Disused railway station in Cheshire, England

Beeston Castle and Tarporley railway station served the Cheshire villages of Tarporley, Tiverton and Beeston. It was originally a stop on the Crewe to Chester line of the Grand Junction Railway.

==History==
The station opened on 1 October 1840 when it was simply known as Beeston but was renamed Beeston Castle on 1 October 1868, and again Beeston Castle and Tarporley in January 1873.

In 1880 the station was the site of an accident where the Dublin boat train reversed into the Birmingham train to Rhyl, and while several people were injured this was a very narrow escape from what could have been a major railway tragedy. Heavy rain had caused a stream running down from the direction of Beeston Castle to pool up on one side of the embankment further down the line toward Chester. A local coal merchant spotted that this had caused a sudden collapse of the embankment leaving a 20 ft chasm where the embankment had been washed away leaving the rails and attached sleepers suspended over the gap. He succeeded in stopping the Dublin and London expresses "both within a few yards of the spot". After a temporary footbridge was made of sleepers the trains exchanged passengers and they were taken on to Crewe and Chester.
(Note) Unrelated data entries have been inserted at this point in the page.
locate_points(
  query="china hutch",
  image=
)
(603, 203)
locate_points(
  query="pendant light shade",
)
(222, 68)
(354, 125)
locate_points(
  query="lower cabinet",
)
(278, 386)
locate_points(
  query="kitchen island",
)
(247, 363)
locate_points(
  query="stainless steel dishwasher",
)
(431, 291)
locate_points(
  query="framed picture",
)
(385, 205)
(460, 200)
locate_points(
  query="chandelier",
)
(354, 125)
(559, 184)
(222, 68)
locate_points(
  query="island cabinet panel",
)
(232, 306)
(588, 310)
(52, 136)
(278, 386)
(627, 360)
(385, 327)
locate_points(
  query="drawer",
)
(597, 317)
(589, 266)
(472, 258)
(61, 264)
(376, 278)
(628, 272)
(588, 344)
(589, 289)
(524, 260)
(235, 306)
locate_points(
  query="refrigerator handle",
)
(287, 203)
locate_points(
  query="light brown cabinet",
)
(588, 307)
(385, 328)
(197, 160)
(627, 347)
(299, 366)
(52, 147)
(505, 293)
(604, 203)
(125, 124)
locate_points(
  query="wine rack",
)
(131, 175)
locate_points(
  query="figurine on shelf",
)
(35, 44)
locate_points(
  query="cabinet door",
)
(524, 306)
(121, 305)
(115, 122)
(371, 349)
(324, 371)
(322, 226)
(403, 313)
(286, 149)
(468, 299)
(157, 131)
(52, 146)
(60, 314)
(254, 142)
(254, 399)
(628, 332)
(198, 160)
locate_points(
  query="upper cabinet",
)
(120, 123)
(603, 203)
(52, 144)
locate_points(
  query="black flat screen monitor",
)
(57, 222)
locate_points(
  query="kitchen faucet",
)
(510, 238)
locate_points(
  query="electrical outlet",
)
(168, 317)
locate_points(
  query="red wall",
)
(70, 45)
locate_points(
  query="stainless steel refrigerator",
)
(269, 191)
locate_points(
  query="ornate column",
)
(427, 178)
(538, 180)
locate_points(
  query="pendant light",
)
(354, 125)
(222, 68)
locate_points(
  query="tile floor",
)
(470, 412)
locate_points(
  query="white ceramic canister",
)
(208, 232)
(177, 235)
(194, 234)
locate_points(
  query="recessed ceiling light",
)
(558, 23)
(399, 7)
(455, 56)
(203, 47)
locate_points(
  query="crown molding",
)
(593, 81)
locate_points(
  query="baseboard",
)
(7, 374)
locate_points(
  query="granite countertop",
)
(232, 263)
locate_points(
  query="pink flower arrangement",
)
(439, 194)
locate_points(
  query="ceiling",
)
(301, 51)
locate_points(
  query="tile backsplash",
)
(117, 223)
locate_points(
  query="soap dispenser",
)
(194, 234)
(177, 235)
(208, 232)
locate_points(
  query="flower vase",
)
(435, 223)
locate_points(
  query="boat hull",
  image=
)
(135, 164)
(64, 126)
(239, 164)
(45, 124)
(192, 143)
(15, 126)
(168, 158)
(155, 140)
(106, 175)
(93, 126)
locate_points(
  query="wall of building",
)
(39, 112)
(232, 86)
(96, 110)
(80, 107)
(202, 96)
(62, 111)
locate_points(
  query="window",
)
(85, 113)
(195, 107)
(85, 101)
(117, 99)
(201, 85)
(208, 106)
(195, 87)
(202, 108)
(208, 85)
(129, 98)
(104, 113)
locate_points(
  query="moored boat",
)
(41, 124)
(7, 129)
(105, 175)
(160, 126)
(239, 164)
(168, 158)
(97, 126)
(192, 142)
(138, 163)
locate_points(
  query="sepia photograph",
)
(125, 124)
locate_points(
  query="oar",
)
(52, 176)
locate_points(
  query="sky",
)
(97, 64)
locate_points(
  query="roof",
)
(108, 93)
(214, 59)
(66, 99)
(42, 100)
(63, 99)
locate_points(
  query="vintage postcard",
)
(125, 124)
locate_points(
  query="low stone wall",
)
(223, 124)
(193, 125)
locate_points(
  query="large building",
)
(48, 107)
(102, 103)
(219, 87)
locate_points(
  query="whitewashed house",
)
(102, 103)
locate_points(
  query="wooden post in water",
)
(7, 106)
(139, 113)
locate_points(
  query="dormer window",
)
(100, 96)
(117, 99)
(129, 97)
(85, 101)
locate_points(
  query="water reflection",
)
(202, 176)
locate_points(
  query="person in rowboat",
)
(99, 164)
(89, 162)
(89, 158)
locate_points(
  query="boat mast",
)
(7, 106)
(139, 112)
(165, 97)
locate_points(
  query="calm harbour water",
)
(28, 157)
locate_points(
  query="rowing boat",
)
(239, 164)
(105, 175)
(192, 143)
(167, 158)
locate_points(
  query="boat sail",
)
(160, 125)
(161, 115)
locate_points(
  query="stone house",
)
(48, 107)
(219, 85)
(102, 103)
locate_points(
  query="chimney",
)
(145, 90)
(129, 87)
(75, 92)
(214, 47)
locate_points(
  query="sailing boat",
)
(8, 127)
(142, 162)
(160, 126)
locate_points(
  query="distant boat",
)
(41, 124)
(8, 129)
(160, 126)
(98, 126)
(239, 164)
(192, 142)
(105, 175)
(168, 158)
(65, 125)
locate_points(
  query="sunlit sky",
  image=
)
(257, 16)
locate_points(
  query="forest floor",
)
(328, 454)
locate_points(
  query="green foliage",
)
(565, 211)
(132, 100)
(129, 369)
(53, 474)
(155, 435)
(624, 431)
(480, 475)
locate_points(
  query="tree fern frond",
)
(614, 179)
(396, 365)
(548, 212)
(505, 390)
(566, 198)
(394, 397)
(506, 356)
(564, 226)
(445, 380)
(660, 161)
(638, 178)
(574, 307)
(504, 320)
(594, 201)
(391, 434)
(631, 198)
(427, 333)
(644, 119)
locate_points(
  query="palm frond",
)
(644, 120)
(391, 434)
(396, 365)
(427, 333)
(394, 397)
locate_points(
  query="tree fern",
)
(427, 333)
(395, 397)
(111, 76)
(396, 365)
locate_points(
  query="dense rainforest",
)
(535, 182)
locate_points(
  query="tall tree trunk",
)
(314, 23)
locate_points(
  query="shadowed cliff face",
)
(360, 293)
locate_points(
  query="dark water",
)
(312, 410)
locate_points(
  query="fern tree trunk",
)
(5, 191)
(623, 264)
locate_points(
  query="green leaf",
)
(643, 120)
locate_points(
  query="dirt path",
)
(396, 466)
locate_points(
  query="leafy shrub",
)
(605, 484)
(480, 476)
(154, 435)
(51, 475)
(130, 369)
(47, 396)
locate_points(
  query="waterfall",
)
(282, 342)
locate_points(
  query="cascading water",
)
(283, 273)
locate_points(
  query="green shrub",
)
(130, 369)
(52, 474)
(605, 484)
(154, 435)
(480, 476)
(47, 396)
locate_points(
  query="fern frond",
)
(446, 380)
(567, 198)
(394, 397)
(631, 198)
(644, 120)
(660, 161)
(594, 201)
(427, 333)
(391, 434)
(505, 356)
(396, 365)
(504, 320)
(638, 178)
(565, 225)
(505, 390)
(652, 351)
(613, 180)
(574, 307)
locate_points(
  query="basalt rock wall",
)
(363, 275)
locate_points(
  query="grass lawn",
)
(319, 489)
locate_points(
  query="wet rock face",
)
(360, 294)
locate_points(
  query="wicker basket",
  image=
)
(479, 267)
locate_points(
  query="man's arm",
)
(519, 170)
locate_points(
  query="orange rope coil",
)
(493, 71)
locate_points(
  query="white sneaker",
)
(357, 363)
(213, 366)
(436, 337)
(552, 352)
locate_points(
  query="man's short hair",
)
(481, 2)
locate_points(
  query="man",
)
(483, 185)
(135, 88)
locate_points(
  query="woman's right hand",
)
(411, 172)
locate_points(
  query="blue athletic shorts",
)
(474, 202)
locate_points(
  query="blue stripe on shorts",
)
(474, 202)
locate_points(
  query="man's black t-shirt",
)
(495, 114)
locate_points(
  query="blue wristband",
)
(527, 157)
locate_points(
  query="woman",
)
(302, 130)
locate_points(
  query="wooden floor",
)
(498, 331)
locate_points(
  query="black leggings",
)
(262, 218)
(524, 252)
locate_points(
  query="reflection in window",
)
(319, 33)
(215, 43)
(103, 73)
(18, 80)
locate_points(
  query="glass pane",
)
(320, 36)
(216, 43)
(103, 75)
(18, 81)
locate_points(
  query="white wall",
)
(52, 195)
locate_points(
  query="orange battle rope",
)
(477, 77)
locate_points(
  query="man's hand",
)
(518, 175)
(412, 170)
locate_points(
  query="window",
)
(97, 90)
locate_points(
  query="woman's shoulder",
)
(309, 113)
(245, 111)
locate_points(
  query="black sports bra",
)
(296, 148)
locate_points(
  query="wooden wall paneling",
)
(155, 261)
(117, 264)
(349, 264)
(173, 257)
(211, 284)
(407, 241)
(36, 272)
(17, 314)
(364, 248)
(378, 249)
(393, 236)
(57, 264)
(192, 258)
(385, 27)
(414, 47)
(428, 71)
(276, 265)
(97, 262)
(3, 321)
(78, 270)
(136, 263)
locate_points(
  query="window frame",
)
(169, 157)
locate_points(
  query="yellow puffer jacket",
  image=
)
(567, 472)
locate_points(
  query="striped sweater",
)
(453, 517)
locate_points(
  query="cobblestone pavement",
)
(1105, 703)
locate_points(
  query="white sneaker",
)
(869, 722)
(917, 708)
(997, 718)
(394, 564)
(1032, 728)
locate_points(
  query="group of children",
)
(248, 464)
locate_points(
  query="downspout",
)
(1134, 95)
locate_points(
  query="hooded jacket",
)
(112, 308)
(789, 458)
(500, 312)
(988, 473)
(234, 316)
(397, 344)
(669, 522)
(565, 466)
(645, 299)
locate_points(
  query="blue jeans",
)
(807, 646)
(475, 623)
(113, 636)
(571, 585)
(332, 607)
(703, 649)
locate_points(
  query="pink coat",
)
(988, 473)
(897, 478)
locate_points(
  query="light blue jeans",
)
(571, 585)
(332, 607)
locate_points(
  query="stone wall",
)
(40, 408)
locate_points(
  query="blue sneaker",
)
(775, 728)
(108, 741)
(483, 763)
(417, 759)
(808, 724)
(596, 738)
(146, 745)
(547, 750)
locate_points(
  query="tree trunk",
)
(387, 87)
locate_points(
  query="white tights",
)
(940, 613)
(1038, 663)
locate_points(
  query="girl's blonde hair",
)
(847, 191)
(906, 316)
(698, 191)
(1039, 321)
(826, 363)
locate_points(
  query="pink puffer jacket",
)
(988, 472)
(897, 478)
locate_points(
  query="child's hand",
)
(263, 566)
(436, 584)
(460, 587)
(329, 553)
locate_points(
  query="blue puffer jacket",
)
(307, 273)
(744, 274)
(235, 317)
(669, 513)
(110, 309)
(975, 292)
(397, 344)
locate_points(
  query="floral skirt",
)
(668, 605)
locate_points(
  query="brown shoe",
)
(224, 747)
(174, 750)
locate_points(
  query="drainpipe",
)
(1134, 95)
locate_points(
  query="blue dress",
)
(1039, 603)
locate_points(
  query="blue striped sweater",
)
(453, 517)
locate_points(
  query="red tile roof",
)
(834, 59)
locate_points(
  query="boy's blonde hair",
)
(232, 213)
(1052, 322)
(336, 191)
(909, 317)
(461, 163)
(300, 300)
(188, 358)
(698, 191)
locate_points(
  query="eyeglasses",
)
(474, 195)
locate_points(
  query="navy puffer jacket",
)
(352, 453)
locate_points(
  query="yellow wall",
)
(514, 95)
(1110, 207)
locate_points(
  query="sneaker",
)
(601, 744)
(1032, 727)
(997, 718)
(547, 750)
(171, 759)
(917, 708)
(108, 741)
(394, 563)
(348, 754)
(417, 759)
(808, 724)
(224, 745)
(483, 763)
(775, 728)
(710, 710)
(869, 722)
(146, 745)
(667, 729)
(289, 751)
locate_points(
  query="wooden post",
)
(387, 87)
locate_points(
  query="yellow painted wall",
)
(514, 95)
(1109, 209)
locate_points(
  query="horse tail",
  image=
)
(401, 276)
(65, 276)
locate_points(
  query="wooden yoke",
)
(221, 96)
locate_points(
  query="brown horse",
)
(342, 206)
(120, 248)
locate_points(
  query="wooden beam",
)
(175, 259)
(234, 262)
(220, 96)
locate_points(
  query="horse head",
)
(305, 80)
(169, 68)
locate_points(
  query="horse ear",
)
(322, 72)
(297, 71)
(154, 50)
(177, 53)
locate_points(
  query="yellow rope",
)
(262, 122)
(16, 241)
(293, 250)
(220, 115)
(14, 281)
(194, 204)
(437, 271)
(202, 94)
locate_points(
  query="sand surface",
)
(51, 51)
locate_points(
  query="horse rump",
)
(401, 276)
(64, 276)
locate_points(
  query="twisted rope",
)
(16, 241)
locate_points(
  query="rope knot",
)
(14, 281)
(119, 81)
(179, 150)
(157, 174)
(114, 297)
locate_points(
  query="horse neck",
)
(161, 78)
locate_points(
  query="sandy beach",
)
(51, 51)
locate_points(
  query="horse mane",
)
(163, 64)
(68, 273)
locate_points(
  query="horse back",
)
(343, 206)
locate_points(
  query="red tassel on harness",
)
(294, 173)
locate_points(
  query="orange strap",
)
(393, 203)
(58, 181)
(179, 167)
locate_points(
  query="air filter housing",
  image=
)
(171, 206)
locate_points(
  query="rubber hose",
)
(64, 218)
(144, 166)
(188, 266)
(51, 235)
The accident at the station was when the Irish Express backed into the Birmingham Express which had been held at the station.

The original goods siding was at the station, but at the end of the 19th century a new goods yard was opened on the west side of the A49 close to the livestock auction site. During 1940-1941 a Ministry of Defence hidden fuel depot was built to the south and west of this goods yard, connected by pipeline to Stanlow Oil Refinery and Avonmouth as part of the Government Pipelines and Storage System (GPSS). At Beeston there were provisions for loading rail tankers and road tankers if required.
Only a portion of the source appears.